Day 2: Advanced Risk Models, Stress Testing & Portfolio Integration

09:00 – 09:15: Recap and Day 2 Kickoff

  • Key learnings from Day 1

  • Goals and structure of Day 2

09:15 – 10:00: Advanced VaR and ES Models I

  • VaR/ES modelling:
    - Risk Metrics
    - Filtered Historical Simulation (FHS)
    - Cornish-Fisher expansion (CF)
    - Student T models
    - Extreme Value Theory (EVT)

  • Hands-on: Comparing risk models using real energy return data in Excel/R/Python

10:00 – 10:15 Break

10:15 – 11:00: Advanced VaR and ES Models II

  • Quantile Regression (QEG)

  • Semi-parametric Regression

  • Hands-on: Comparing risk models using real energy return data in Excel/R/Python

11:00 – 11:15 Break

11:15 – 12:00: Backtesting VaR and ES

  • Backtesting process and performance metrics

  • VaR tests (independent tests and Coverage tests)

  • ES tests

  • State of the art regression based tests of VaR and ES

  • Hands-on: Backtesting energy risk models in R and Pyhton

12:00 – 13:15 Lunch break

13:15 – 14:00: Stress Testing and Scenario Analysis

  • Historical vs. hypothetical scenarios

  • Constructing and applying stress tests to energy portfolios

  • Scenario design for geopolitical events, supply shocks, weather events

  • Workshop: Design and implement a stress test for energy positions using R and Pyhton

14:00 – 14:15 Break

14:15 – 15:00: Enterprise Risk Management (ERM) in Energy Firms

  • Integrated risk view: combining price, volume, FX, interest rate, and credit risk

  • Simulating future cash flows under uncertainty

  • Assessing hedge effectiveness and risk mitigation

  • Risk factor mapping and simulation

  • Portfolio aggregation and diversification effects

  • Strategy comparison under uncertainty

  • Hands-on: Cash flow simulation and hedge analysis in Excel

15:15 – 16:00: Future Directions in Energy Risk Modelling

  • Emerging topics in forecasting risk
    - Machine learning in risk estimation
    - Example hybrid models (PCA + Semiprarametric Regression)

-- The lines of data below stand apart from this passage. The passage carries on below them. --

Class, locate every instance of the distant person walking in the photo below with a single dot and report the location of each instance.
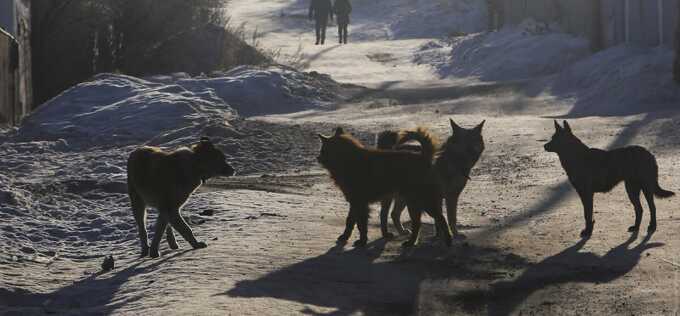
(342, 9)
(321, 11)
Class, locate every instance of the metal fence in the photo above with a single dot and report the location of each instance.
(10, 109)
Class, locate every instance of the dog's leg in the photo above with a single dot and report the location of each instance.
(587, 200)
(139, 211)
(384, 212)
(399, 206)
(184, 230)
(649, 195)
(440, 223)
(161, 224)
(415, 214)
(170, 236)
(633, 190)
(349, 226)
(452, 213)
(361, 215)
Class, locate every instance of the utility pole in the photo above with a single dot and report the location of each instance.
(676, 66)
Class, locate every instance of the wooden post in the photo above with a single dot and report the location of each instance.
(676, 68)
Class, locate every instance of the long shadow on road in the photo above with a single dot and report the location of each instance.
(93, 295)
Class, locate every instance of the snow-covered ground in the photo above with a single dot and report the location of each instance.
(271, 229)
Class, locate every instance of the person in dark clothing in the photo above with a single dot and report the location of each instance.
(342, 9)
(321, 11)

  • Hands-on: Advanced risk models in R & Python

16:00 – 16:15: Summary

  • Summary of the course

  • Other topics not dealt with

Speakers

Sjur Westgaard

MSC AND PHD OF INDUSTRIAL ECONOMICS FROM NORWEGIAN UNIVERSITY OF SCIENCE AND TECHNOLOGY AND A MSC OF FINANCE FROM NORWEGIAN SCHOOL OF BUSINESS AND ECONOMICS

Sjur Westgaard is a Professor of Finance at the Norwegian University of Science and Technology (NTNU) and an Adjunct Professor at Inland Norway University of Applied Sciences, where he is affiliated with the Center for Business Analytics. His work focuses on financial risk management, energy and commodity markets, and economic and financial forecasting.

He has extensive experience from both academia and industry, having previously worked as an investment portfolio manager for an insurance company, a project manager in consulting, and a credit analyst in an international bank. His teaching and research cover corporate finance, derivatives, empirical finance, and risk modelling, with a particular emphasis on risk forecasting in energy and commodity markets.

Sjur is one of the founders and editors of the Journal of Commodity Markets and serves as an associate editor of the Journal of Energy Markets. He has led and contributed to several large research projects involving energy companies, academic institutions, and the Research Council of Norway.

Morten Risstad

Associate Professor Department of Industrial Economics and Technology Management Norwegian University of Science and Technology

Morten Risstad is an Associate Professor at the Department of Industrial Economics and Technology Management at the Norwegian University of Science and Technology (NTNU). His academic work focuses on empirical finance, asset pricing, derivatives, and financial risk management.

He holds a PhD in Industrial Economics and Technology Management from NTNU, an MSc in Finance from Nord University, and is a Certified European Financial Analyst (CEFA) from NHH. Prior to joining academia, Morten worked in consulting, multinational industrial companies, and financial institutions, with roles related to financial reporting, corporate finance, trading, and risk management.

Morten is also part of the research team at the Norwegian Open AI Lab, where he contributes to research at the intersection of data, analytics, and decision-making.